Review of sample patient #2 reveals an admission date of 11-13-09 with a diagnosis of history of schizophrenia and chronic abdominal wound. Further review of documentation reveals that the patient has a "colostomy with a poor healing wound." The documentations shows that photographs were taken and the patient was followed by wound care team from the date of admission. On 11/23/09 the documentation reveals that the wound has healed.

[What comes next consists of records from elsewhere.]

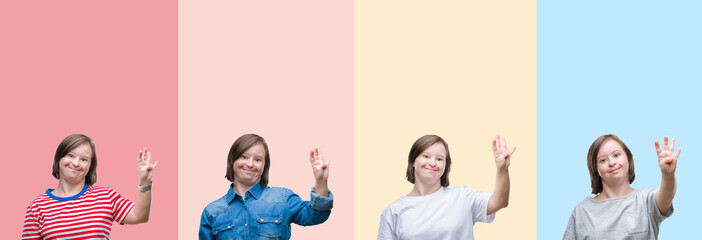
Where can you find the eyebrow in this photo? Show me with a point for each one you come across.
(439, 155)
(615, 150)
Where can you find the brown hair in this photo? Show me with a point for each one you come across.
(67, 145)
(239, 147)
(595, 178)
(418, 148)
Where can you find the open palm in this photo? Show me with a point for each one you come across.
(320, 166)
(667, 157)
(501, 152)
(145, 167)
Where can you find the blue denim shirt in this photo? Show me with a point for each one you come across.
(266, 213)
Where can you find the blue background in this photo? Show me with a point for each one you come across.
(631, 68)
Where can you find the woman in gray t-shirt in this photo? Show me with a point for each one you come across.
(619, 211)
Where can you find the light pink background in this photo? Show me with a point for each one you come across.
(283, 70)
(107, 69)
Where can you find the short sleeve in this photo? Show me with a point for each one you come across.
(120, 206)
(386, 228)
(570, 229)
(30, 230)
(479, 201)
(653, 206)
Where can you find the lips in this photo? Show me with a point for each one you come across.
(74, 169)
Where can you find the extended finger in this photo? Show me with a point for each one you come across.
(499, 144)
(665, 142)
(658, 147)
(321, 157)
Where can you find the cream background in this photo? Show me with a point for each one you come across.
(463, 70)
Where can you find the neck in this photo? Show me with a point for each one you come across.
(66, 189)
(609, 191)
(422, 189)
(241, 189)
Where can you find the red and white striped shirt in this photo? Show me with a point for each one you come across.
(87, 215)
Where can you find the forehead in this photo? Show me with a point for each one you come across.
(436, 149)
(610, 145)
(256, 149)
(83, 149)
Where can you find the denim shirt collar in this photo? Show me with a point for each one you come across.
(254, 192)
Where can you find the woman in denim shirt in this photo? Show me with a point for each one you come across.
(253, 210)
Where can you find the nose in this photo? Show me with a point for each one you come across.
(610, 162)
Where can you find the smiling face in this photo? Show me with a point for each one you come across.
(613, 163)
(249, 166)
(74, 166)
(429, 166)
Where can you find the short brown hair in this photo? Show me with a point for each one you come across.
(595, 178)
(67, 145)
(239, 147)
(418, 148)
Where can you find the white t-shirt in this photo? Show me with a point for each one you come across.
(449, 213)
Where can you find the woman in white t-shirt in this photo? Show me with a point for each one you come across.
(434, 211)
(620, 211)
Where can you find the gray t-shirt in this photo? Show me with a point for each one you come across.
(634, 216)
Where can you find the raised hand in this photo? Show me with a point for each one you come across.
(145, 167)
(667, 157)
(320, 166)
(502, 154)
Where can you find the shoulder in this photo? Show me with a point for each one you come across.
(395, 207)
(277, 193)
(465, 191)
(38, 200)
(216, 207)
(645, 191)
(95, 189)
(277, 190)
(583, 205)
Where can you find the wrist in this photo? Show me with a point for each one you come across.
(143, 187)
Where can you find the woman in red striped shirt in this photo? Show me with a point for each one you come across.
(77, 209)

Review of sample patient #3 reveals an admission date of 11/19/09 with a diagnosis of acidosis. The patient was received in the emergency room via rescue complaining of depressed mental status and was noted to have a low blood sugar. Documentation in the emergency room reveals that the patient was found to have no wounds on initial assessment (11/19/09.) The daily nurse notes from 11/19/09 to 11/27/09 show "skin intact." On 11/28/09 the nurse note reads "redness noted around the sacral are and perineum." On 11/29/09 the RN writes "Stage I redness noted at the back and sacral area and perineal area. Skin cream protectant applied to affected area and to decubitus-prone area." Daily Assessment dated 11/30/09 reads "Stage I sacrum." Daily Assessment note dated 12/1/09 reads " Stage 2 to sacrum and left buttocks." On 12/14/09 the attending physician note states "sacral decubitus." The first note in the record for the wound care physician is dated 12/15/09. In this note the wound care physician measures two wounds, one on the sacrum measuring 2.5(l)x3.6(w)x0.21(d) and the right buttocks measuring 1.0(l)x1.5(w)x0.21(d). The same wound care note dated 12/15/09 states "has early nosocomial decubitus."

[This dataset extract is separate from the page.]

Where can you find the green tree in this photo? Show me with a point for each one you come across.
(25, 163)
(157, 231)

Interview with Director of CCU and wound care nurse (employee #1) on 1/13/10 at 3:54pm reveals that the plan for wound care is early intervention. The wound care RN states that the floor nurse that identifies redness of the skin is to notify the primary physician and request permission to contact the wound care physician. Once the primary physician gives an order to consult the wound care physician the wound care physician will write orders for the wound care nurse to follow. A wound care nurse will then see the patient every 7 to 10 days. The wound care RN is shown patient sample #3's chart and confirms with the surveyor that the patient was not seen by wound care until 12/14/10 and has no explanation for why the patient was not seen earlier. The wound care RN states that if the floor nurse does not report findings and the primary physician does not make the consult the wound care team would have no way of knowing the patient requires the wound teams care. The Director of CCU is also unable to explain why the patient was not consulted before 12/14/10.

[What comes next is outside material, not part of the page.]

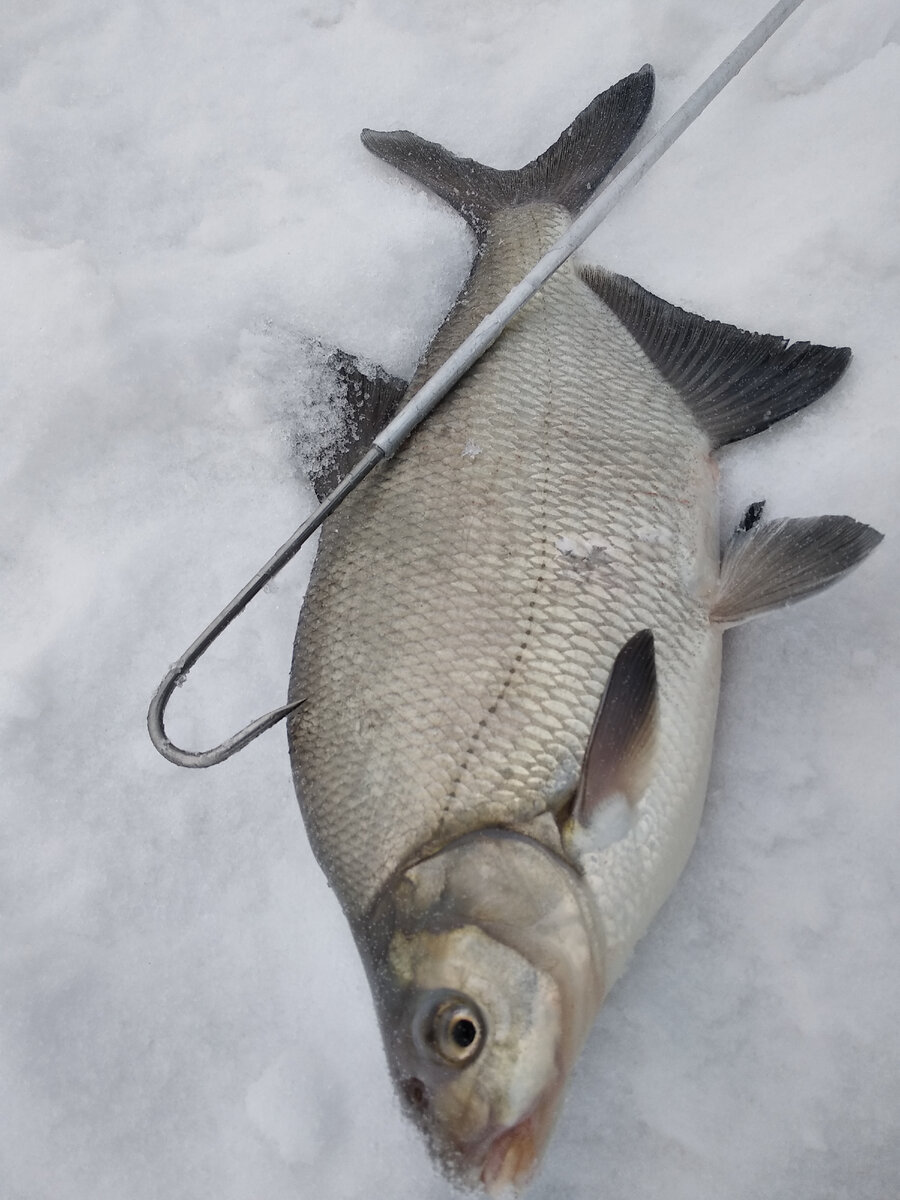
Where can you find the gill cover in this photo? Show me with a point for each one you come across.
(486, 966)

On 1/14/10 at 12:30p.m. the wound care RN brought the surveyor documentation that reveals on 12/1/09 the wound care nurse did weekly rounds in the critical care unit. The document has patient #3 listed with a hospital acquired Stage II sacral left ischium pressure ulcer. The treatment area reads "Baza protective cream; turn q 2 hrs; off load sacrum/heels, obtain consult." The wound care RN states that the nurse listed on the document is the nurse that was asked to obtain the consult. The surveyor asked the wound care RN to explain what had happened that a consult was requested on 12/1/09 and the patient was not consulted until 12/15/09. The wound care RN said that weekly rounds are made by a wound care nurse to every patient in the critical care unit. If the patient has redness or breakdown the wound care nurse will ask the floor nurse to notify the primary physician and receive a consult order for wound care. The wound care RN explains that the floor nurse must not have followed through and received the consult order as requested. An explanantion could not be provided by the wound care RN or the Director of Clinical Quality Improvement for why the pateint was able to go 14 days without someone noticing that the wound care team had not been consulted.


The above findings were shown to the CEO, CNO, Director of Clinical Quality Improvement and the Wound Care RN. They stated that a policy regarding wound care consults would be put in to effect immediately.